Now, SecuriTea time is all about diving into the captivating tales of folks in the world of risk and compliance. We've got people from diverse backgrounds, and let me tell you, uncovering their stories is not just a blast but incredibly insightful too!

It's not every day that we get the chance to chat with an auditor and get the inside scoop on their world. So, let's sip some tea and get ready for a conversation that's as refreshing as it is enlightening.

You can listen to the complete podcast here.

https://youtu.be/JqW0-i4q4ac

Now, let's jump straight into this exciting episode of SecuriTea Time.

Nicholas Muy: So let's get started! Give us a little background on how you got into the illustrious space of the IT auditor.

Beau Butaud: I pursued accounting in college primarily as a means to secure employment, and it proved successful when I landed a job at a local Seattle accounting firm specializing in financial statement audits. I found this work appealing and continued for a year or two.

However, an opportunity arose within the same firm to join their newly formed Risk team, which focused on technology-related audits. Given the rapid growth of the tech industry compared to the more stable financial clients of an accounting firm, I saw this as a promising opportunity.
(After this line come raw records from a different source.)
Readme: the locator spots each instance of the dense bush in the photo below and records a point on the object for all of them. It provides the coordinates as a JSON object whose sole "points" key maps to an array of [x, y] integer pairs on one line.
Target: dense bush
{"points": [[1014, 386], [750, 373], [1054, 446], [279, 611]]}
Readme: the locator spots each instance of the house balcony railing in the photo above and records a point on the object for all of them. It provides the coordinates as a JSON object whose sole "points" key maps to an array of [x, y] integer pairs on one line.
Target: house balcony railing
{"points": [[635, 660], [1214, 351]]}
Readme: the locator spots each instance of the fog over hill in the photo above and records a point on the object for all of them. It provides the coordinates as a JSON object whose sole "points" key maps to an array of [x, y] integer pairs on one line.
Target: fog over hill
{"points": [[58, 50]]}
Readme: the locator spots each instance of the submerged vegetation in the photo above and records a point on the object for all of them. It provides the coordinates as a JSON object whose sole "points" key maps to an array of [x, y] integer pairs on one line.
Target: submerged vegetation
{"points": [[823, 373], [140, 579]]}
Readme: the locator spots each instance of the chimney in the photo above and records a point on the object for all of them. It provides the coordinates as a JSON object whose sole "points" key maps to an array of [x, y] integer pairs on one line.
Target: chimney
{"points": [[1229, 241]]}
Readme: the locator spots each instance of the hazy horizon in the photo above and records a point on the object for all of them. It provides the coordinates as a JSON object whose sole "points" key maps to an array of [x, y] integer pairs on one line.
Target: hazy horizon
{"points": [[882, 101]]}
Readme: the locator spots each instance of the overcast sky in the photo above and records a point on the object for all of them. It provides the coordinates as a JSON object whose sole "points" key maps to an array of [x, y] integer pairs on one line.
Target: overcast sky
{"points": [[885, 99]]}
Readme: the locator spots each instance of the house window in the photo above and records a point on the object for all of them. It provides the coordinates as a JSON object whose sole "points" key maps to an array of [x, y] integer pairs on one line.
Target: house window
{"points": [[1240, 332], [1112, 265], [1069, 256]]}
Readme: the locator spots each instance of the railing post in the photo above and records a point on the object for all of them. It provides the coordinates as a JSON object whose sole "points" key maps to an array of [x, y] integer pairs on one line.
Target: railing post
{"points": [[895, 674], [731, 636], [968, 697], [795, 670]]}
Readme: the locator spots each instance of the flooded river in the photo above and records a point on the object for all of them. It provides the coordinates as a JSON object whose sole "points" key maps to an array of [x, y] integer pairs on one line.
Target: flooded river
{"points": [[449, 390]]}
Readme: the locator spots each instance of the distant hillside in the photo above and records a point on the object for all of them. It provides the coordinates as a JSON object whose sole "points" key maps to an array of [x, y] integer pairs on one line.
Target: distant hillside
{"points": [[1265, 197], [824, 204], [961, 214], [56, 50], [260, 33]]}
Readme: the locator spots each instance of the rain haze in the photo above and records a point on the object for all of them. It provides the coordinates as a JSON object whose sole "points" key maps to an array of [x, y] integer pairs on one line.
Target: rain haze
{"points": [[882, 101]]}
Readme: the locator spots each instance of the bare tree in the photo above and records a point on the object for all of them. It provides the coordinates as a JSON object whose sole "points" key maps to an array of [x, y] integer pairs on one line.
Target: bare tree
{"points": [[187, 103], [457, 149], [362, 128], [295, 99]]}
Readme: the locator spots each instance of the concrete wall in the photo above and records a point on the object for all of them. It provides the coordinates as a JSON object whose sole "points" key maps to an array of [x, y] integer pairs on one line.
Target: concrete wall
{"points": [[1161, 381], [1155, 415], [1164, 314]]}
After trying it out, I discovered that I enjoyed auditing technology even more than financials. It made more intuitive sense to me. While financial statement audits often involve abstract principles, IT security audits centered around the practical goal of ensuring safety. This shift occurred approximately five to six years ago, and I've been engaged in this field ever since, finding it highly enjoyable.

Nicholas Muy: Shifting from financial auditing to IT risk compliance must have felt refreshing for you. Those of us in security compliance sometimes feel like things have been stagnant, but that might be because we haven't dealt with GAAP (Generally Accepted Accounting Principles), right?

Beau Butaud: Absolutely, it's worth considering. While I may not work extensively with tax rules, it could be valuable to conduct an objective comparison between the complexities of GAAP (Generally Accepted Accounting Principles) and a framework like NIST (National Institute of Standards and Technology). Such a report could shed light on which domain faces greater challenges.

Nicholas Muy: In your view, are there aspects within the IT risk compliance space that people should approach differently or where room for improvement exists?

Beau Butaud: Absolutely, yes. One of the major challenges and common complaints revolves around the tendency to treat compliance reports, such as the ones I work on, as mere checkboxes. The crucial point to remember is that these reports represent a person making claims about various systems and processes, while auditors come in to verify those claims. Simply possessing a SOC 2 report, for instance, doesn't inherently signify much.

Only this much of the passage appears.